The Look of Silence revolves around an Indonesian man named Adi, whose older brother was killed during the 1965 purge years before Adi was born. The documentary covers his personal meetings with his brother’s executioners, attempting to achieve some form of reconciliation or acknowledgment from their behalf. The film itself is a companion piece to Oppenheimer’s previous documentary, The Act of Killing, which alternatively covers the perspective of other former executioners as they personally boast and re-enact the killings they delivered decades ago. Both films were nominated for an Academy Award for Best Documentary with the former film among this year’s nominees.
These accolades were the least of Oppenheimer’s concerns during his decade long process of making these films and their aftermath. During the event, he discussed the origins of both projects, how he encountered the victims and perpetrators, as well as the cultural environment of Indonesia that goes through great lengths to justify the killings.
He also discussed the numerous difficulties these elements entailed, whether the emotional burdens or the numerous legitimate threats to his and his associates’ well-being. One example Oppenheimer mentioned was that Adi’s family – in the event of the worst case scenario – was always stationed at the airport whenever he interacted with the perpetrators.
For Oppenheimer, it was essential to deliver an unflinching truth and authenticity to the subject.
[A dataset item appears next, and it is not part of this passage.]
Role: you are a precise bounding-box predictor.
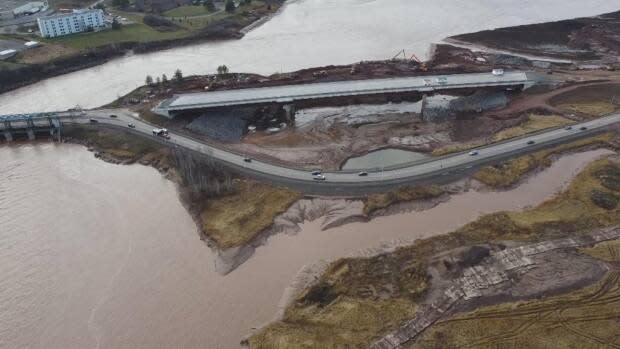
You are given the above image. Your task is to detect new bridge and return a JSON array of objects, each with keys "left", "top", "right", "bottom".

A technique, he notes, is still lacking in mainstream documentaries or films that focus more on the expected “typical” than the unexpected “authentic.”
“If the cinema is to be more than escapist fantasy, [we should strive to] immerse the viewers in the particulars [and] to become more intimate so that the experience could grow and become universal,” said Oppenheimer in his talk. “Therefore, [it's] much bigger than it would ever be if it was just an overview of a political or historical story.”
Most important of all for Oppenheimer is that such specificity and bluntness properly represents the harsh reality of the topic and individuals in his work.
“If it’s to be an effective, meaningful and deep political film about the co-existence of powerful perpetrators and silenced survivors, it must deprive the viewer of reassuring fictions [such as whether] everything will work out,” said Oppenheimer. “That means making a backward looking film – a film composed in memoriam of all that’s been destroyed. [It's] not just for the dead, but for the lives broken from half a century of fear and silence.”